Egemin N.V. is a Belgian manufacturer of Automatic Guided Vehicles (AGVs) and control software for automating logistics services in warehouses and manufactories using AGVs. In a joint R&D project, Egemin and the DistriNet research group have developed an innovative version of the AGVs control system aimed to cope with new and future system requirements such as flexibility and openness. In this project, a multiagent system approach is applied for modeling and implementing a decentralized control system. Instead of a centralistic approach, where one computer system is in charge of numerous complex and time-consuming tasks such as routing, collision avoidance, or deadlock avoidance, in this project the AGVs are provided with a considerable amount of autonomy. This allows obtaining a system that is far more flexible than the current software. The AGVs adapt themselves to the current situation in their direct vicinity, order assignment is dynamic, the system can cope with AGVs leaving the system (e.g. for maintenance) or adding new AGVs, and so on. To develop the AGV application, we used the evolutionary delivering life cycle. This life cycle model situates architectural design in the middle of the development activities.
To describe the functionality of the software system, we defined scenarios together with the main stakeholders of the system. Some scenarios are initiated by an external actor, e.g. a scenario that describes the life-cycle of a task that enters the system; other scenarios describe interactions among parts in the system, e.g. a scenario that describes collision avoidance of automatic vehicles on crossroads. For the expression of quality requirements we used quality attribute scenarios. In particular, to elicit quality attribute scenarios, we organized a quality attribute workshop with the main stakeholders involved in the project. During this two-day workshop we generated a utility tree to define and prioritize the relevant quality requirements precisely. Particular experiences here came from the specification of quality attributes such as flexibility and openness that were important quality goals of the project.

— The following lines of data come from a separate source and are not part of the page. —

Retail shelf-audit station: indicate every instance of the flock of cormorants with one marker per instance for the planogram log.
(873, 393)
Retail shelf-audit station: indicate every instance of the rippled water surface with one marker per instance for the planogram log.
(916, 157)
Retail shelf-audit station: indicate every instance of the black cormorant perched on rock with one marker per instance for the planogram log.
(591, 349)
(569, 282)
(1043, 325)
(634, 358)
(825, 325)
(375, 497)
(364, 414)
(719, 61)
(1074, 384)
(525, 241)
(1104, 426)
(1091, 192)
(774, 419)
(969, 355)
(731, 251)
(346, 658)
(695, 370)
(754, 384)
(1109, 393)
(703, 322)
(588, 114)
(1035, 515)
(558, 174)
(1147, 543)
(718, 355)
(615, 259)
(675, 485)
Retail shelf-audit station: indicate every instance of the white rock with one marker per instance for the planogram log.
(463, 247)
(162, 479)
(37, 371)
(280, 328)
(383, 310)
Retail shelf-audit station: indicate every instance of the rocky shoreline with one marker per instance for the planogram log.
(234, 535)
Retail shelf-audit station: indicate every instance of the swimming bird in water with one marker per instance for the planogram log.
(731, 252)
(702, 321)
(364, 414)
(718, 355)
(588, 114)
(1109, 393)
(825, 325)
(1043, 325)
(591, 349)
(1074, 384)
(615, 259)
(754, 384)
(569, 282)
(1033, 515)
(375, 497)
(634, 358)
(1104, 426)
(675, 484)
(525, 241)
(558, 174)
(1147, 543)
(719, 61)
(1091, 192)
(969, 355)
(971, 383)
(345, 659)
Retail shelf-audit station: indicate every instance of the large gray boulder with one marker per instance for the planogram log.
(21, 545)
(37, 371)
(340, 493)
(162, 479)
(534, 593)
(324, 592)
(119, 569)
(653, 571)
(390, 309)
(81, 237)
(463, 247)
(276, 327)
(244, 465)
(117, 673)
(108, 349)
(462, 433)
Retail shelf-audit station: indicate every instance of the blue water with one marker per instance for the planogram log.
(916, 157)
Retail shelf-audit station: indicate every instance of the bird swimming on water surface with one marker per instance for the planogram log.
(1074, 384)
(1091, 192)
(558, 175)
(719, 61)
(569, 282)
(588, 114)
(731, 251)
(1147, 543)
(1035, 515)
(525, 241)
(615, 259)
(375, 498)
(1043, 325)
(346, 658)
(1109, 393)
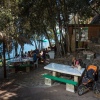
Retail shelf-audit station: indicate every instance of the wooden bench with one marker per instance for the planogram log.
(70, 84)
(26, 66)
(60, 79)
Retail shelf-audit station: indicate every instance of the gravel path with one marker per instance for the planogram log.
(30, 86)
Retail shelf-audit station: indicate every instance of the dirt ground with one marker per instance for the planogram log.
(30, 86)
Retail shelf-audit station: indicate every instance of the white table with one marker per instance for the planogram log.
(66, 69)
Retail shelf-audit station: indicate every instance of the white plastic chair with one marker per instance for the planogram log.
(36, 63)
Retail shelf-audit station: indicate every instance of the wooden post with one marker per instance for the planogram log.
(4, 60)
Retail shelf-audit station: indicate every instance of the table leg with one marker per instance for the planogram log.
(70, 87)
(48, 81)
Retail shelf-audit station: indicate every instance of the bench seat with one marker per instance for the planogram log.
(60, 79)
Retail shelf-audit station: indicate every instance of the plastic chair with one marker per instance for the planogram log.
(36, 63)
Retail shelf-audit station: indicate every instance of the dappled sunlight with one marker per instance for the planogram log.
(5, 95)
(7, 83)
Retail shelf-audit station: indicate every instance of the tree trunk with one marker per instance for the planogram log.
(4, 59)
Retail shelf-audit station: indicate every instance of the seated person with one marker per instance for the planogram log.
(91, 71)
(76, 63)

For architectural design, we used techniques from the Attribute Driven Design (ADD) method. The ADD method is a recursive decomposition method that is based on understanding how to achieve quality goals through proven architectural approaches. At each stage of the decomposition we selected architectural drivers together with appropriate architectural approaches to satisfy the drivers. We extensively used a reference architecture for situated multiagent systems as an asset base for selecting architectural solutions. This reference architecture is developed at DistriNet Labs and incarnates our expertise with architectural design of various situated multiagent system applications. The software architecture of the AGV application is documented by different views, each view belonging to a viewtype. We used views from the standard viewtypes: the module viewtype, the component-and-connector viewtype, and the deployment viewtype.

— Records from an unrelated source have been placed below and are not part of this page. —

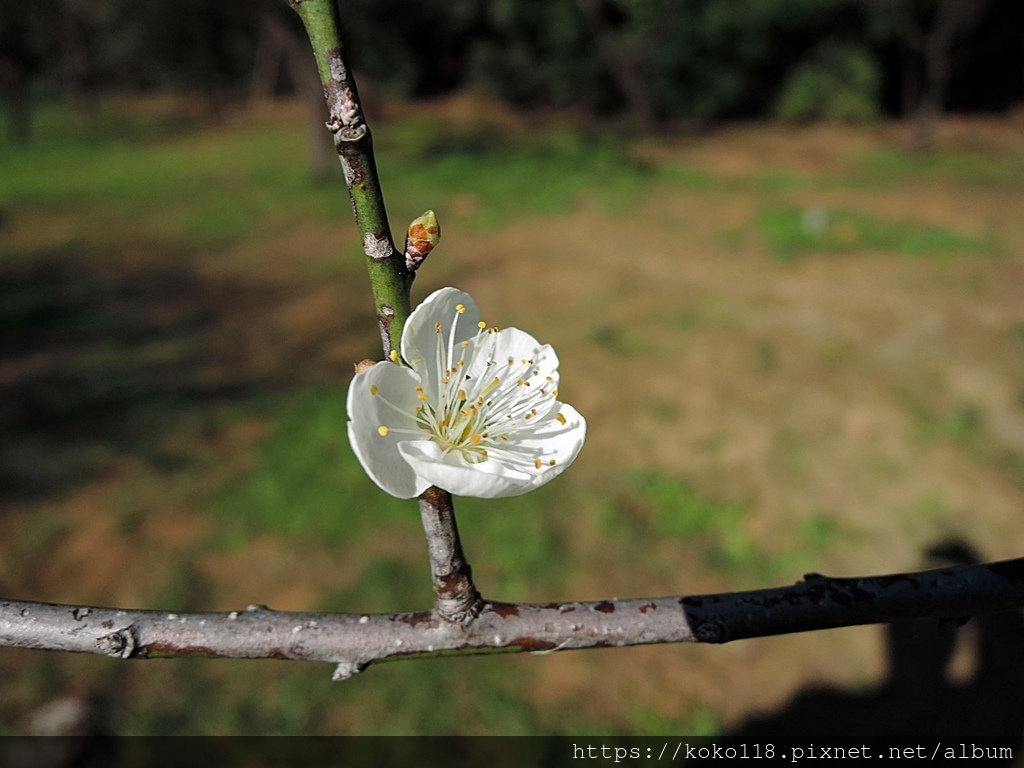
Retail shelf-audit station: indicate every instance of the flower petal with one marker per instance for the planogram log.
(488, 479)
(420, 338)
(550, 440)
(369, 396)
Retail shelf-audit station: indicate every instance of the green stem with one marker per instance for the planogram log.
(389, 279)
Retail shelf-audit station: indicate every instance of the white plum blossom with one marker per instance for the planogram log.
(475, 412)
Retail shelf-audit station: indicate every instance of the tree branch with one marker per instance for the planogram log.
(391, 275)
(354, 641)
(388, 276)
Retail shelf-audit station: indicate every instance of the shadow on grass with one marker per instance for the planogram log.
(102, 355)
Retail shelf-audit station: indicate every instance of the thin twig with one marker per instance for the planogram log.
(456, 598)
(391, 275)
(354, 641)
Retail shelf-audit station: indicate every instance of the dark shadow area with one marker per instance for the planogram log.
(919, 702)
(101, 355)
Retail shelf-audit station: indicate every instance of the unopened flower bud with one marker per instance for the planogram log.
(424, 233)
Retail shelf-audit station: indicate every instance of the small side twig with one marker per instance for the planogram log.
(354, 641)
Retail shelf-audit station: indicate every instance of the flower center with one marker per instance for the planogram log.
(480, 402)
(478, 406)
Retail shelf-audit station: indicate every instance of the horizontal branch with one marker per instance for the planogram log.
(354, 641)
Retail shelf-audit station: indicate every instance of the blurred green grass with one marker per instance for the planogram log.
(791, 232)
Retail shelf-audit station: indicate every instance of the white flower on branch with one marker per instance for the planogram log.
(476, 412)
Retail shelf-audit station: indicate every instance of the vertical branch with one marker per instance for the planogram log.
(391, 273)
(388, 278)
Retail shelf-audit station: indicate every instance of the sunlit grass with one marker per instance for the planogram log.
(791, 232)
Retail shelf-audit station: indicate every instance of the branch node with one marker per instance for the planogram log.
(120, 644)
(345, 670)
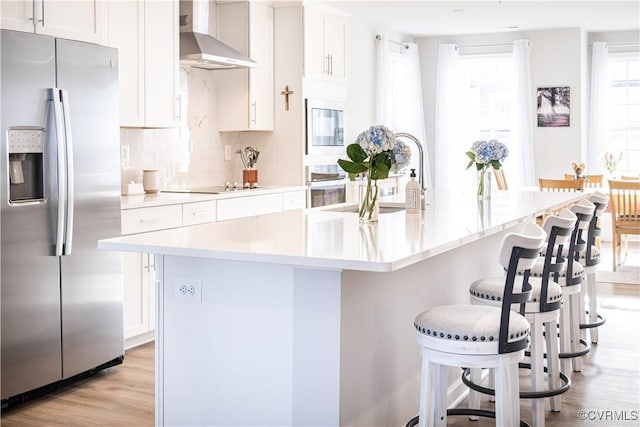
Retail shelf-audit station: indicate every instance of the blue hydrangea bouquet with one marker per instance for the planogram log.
(375, 154)
(486, 154)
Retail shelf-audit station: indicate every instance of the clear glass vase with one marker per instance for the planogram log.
(484, 184)
(369, 208)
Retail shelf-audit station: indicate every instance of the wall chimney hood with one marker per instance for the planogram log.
(198, 48)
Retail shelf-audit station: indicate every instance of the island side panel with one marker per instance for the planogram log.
(259, 346)
(316, 356)
(227, 358)
(380, 364)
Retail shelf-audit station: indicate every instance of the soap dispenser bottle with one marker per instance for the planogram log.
(412, 195)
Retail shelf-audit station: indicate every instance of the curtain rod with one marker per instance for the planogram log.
(404, 45)
(621, 44)
(485, 45)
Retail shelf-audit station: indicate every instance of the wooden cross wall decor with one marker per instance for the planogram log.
(286, 92)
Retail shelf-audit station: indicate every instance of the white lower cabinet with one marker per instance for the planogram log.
(139, 270)
(139, 279)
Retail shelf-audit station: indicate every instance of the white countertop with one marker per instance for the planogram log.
(167, 198)
(320, 238)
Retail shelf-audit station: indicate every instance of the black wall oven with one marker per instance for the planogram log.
(326, 185)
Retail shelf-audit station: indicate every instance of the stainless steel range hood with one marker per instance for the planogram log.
(198, 48)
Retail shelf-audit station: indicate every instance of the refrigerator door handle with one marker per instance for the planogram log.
(62, 176)
(68, 148)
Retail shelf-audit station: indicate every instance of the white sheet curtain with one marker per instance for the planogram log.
(447, 160)
(399, 95)
(521, 171)
(596, 141)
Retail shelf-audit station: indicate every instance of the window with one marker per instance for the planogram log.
(486, 92)
(623, 120)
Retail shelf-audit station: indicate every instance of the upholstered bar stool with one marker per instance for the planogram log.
(479, 336)
(542, 313)
(572, 346)
(590, 258)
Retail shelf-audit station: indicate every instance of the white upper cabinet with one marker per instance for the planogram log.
(245, 96)
(325, 33)
(146, 35)
(76, 20)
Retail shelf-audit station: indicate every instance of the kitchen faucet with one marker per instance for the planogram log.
(423, 204)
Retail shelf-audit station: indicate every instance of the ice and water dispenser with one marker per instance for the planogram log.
(26, 164)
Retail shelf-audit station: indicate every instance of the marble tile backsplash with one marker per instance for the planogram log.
(191, 155)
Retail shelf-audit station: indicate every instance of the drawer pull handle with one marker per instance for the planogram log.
(150, 220)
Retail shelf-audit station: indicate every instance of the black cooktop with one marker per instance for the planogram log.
(216, 189)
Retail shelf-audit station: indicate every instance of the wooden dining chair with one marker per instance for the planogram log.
(547, 184)
(501, 180)
(624, 199)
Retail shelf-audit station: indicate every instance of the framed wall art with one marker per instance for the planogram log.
(553, 106)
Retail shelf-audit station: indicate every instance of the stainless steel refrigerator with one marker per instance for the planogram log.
(61, 307)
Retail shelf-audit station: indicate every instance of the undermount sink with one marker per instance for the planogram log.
(384, 208)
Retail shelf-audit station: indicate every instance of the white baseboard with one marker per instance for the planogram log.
(139, 340)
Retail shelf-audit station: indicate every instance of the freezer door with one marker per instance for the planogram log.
(92, 323)
(30, 347)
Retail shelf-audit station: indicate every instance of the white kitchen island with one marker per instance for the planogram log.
(305, 318)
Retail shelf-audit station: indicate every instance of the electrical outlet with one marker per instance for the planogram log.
(188, 290)
(125, 154)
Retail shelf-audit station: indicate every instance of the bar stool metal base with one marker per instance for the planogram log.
(566, 384)
(465, 411)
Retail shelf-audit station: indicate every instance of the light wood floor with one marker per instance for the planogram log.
(610, 380)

For the evaluation of the software architecture we used the Architecture Tradeoff Analysis Method (ATAM). The main goal of the ATAM is to examine whether the software architecture satisfies system requirements, in particular the quality requirements. We applied the ATAM for one concrete application, in casu a tobacco warehouse transportation system that was used as a test case in the project. The ATAM that took one day was a valuable experience. For the first time, the complete group of stakeholders discussed the architecture in depth. Participants agreed that their insights were improved on: (1) the importance of software architecture in software engineering; (2) the importance of business drivers for architectural design; (3) the importance of explicitly listing and prioritizing quality attributes with the stakeholders; (4) the strengths and weaknesses of the architecture and architectural approaches. One interesting discussion arose from the tradeoff between flexibility and performance. Various decisions in the software architecture aim to improve flexibility in the system, yet the decentralized nature of the multiagent system implies an increase of bandwidth occupation. Field tests after the ATAM proved that the communication cost remains under control even in worst-case scenarios.
A number of critical reflections about the ATAM were made as well: (1) a thorough and complete architectural evaluation using the ATAM of a realistic industrial application is not manageable in a single day; (2) coming up with a quality attribute tree proved to be difficult, time consuming, and at times tedious. A lack of experience and clear guidelines of how to build up such a tree hindered and slowed down the discussion; (3) while the general AGV software architecture was developed with several automation projects in mind, the ATAM evaluated it within the scope of a single automation project. Clearly, the ATAM is devised to evaluate a single architecture in a single project. However, this difference in scope hindered the discussions because some architectural decisions were motivated by the product line nature of the architecture; (4) we experienced a lack of good tool support to document architectures. Currently, drawing architectural diagrams and building up the architectural documentation incurs much overhead. Especially changing the documentation and keeping everything up-to-date (e.g. cross references and relations between different parts of the documentation) turned out to be hard and time consuming. Good tool support would be helpful.
Developing the AGV application with a multiagent system approach was a valuable experience for both partners in this project. Egemin learned a lot about the potential as well as the possible implications of applying multiagent system technology in AGV systems. For us at DistriNet, this real-world application showed that multiagent systems can make a difference when qualities such as flexibility and openness are important goals for a system. Finally, we gained a better insight in the relationship between multiagent systems and software architecture.